Permasalahan struktural ekonomi mengakibatkan pertumbuhan ekonomi yang melambat saat sebelum dan sesudah covid-19 hal ini disebabkan oleh faktor eksternal dan juga indikator struktural dari ekonomi nasional sendiri. Menurut pandangan penulis, masalah ini disebabkan dari tidak berimbangnya pelaku ekonomi yang dimana mayoritas pelaku ekonomi mendapatkan pelayanan atau perhatian yang minoritas. Sebanyak 99,99% unit bisnis Indonesia merupakan sektor UMKM dan hanya sebanyak 0,1% merupakan unit bisnis besar. Namun banyak dari pelaku UMKM ini yang tidak mendapat pelayanan kredit yang memadai. Menurut OJK, UKM setidaknya tidak pernah mendapat penyaluran kredit sebesar 20% dari total kredit perbankan yang seharusnya menurut peraturan Bank Indonesia no.17/2015 perbankan dapat melakukan penyaluran terhadap UMKM seminimalnya sebesar 20% akan tetapi hal tersebut tidak terlaksana. Hanya 18% saja yang terserap dari dana kredit seperti bulan September tahun 2020 yaitu dari dana yang seharusnya Rp 5.602 triliun bagi UMKM. Dimana UMKM merupakan sektor paling besar menyerap tenaga kerja sebesar 97% dan berkontribusi terhadap PDB negara sebesar 60%.
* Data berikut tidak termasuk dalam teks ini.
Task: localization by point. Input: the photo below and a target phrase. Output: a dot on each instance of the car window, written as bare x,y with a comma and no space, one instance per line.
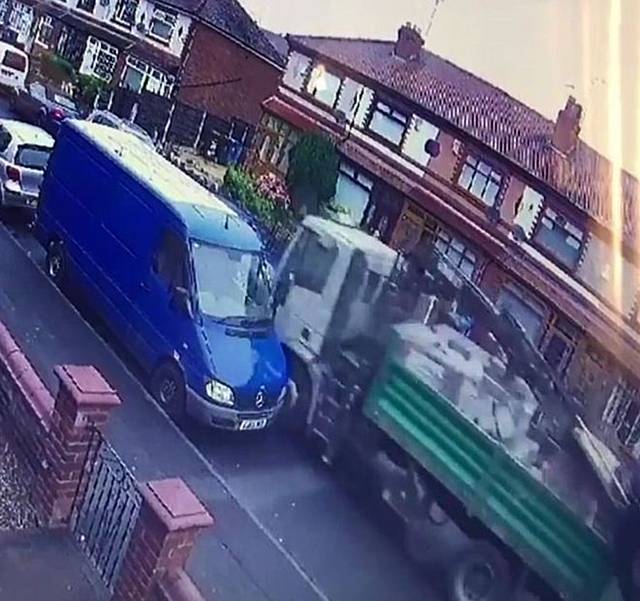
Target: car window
16,61
38,91
5,139
64,101
170,260
33,157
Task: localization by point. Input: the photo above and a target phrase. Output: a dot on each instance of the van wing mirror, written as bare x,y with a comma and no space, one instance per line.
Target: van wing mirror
181,301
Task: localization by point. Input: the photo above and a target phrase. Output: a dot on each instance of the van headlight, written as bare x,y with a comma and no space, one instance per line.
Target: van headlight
219,392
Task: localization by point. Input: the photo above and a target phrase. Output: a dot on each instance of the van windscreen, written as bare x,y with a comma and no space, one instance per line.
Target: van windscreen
33,157
14,60
232,285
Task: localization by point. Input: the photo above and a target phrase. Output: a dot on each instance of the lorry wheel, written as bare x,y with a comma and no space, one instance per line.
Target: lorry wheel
56,262
168,388
480,574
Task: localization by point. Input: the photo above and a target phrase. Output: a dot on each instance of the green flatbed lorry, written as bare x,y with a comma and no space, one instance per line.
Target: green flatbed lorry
485,514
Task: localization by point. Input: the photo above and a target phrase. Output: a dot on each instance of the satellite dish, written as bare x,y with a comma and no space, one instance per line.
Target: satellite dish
432,148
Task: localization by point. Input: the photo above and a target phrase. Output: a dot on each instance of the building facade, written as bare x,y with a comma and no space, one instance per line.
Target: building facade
520,203
145,45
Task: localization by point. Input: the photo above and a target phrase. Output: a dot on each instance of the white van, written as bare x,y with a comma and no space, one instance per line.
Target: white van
14,66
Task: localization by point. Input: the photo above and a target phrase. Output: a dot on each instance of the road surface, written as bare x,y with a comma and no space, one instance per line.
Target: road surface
333,547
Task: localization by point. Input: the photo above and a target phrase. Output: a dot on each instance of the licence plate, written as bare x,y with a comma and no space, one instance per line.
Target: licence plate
253,424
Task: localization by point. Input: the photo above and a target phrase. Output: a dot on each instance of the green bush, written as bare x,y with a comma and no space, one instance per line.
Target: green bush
313,170
242,187
88,87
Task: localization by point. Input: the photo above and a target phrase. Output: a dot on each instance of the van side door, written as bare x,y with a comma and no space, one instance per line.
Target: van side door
165,303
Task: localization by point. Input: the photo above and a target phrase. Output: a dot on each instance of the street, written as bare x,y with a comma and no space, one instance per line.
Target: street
275,497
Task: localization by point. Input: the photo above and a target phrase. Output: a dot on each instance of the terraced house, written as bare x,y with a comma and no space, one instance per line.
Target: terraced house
520,203
209,54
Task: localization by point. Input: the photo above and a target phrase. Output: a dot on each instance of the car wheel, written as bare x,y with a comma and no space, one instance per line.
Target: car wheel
168,388
56,263
480,574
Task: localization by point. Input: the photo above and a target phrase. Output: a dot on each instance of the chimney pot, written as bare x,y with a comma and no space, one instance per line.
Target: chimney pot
567,127
409,43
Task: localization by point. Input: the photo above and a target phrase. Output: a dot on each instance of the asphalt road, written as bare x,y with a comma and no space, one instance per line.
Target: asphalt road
337,547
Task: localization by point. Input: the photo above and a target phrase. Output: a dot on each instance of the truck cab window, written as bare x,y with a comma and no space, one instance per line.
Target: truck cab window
315,263
169,261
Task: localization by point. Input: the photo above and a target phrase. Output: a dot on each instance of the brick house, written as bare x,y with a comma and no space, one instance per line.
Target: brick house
520,203
204,52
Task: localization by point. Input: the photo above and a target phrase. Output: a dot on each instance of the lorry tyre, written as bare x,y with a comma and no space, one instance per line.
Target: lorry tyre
168,388
481,573
56,262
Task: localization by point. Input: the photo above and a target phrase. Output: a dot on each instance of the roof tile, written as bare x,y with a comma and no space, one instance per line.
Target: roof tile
492,116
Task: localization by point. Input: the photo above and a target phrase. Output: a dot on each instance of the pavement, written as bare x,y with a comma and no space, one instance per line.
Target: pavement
34,565
286,529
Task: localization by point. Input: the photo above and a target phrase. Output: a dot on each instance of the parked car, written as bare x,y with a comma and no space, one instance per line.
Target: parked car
112,120
14,66
24,154
175,273
44,105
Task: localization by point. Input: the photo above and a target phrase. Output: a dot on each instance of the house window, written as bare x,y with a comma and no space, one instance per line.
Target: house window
527,209
297,68
20,19
139,76
458,253
125,12
480,179
623,413
353,191
103,58
163,22
559,344
44,35
418,134
87,5
559,238
388,123
324,85
528,313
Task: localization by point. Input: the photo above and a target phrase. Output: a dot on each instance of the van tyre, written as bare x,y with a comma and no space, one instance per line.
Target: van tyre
56,263
481,573
168,388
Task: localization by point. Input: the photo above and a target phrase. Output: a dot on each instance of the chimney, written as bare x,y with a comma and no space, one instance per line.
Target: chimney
567,127
409,42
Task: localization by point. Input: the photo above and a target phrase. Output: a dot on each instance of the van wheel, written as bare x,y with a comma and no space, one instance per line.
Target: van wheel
480,574
168,388
56,263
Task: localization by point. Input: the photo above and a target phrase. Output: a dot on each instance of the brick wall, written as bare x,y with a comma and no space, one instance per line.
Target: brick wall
214,58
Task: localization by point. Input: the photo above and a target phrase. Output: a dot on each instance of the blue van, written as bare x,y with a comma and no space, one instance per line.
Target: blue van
175,273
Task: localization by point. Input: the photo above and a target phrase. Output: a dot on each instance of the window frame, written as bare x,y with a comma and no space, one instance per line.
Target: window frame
476,169
121,9
44,22
623,398
309,78
160,13
389,113
558,220
440,236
Potensi peningkatan terhadap mutu UMKM pun tidak berjalan dengan baik dan maksimal. Hanya sedikit produk UMKM yang dapat bersaing di pasar global bahkan di ASEAN hanya 6,3% UMKM kita yang dapat terlibat. Kontribusi terhadap ekspor UMKM Indonesia juga masih rendah yaitu sebesar 16% dan kalah jauh dengan negara Asia lainnya. UMKM Indonesia rendah disebabkan oleh beberapa hal dari inovasi yang kurang dan fasilitas yang kurang didukung menjadikan produk Indonesia kurang memiliki daya tarik, lalu mengenai peraturan hal ini menjadi poin yang sangat penting dimana mengenai peraturan kemitraan saat ini masih belum dibentuk dimana nantinya hal ini akan merugikan UMKM karena apabila pihak kemitraan terlambat untuk membayar atas kegiatan kerjasama tersebut dikarenakan cashflow atau uang yang terus mengalir menjadi poin penting demi keberlangsungan UMKM.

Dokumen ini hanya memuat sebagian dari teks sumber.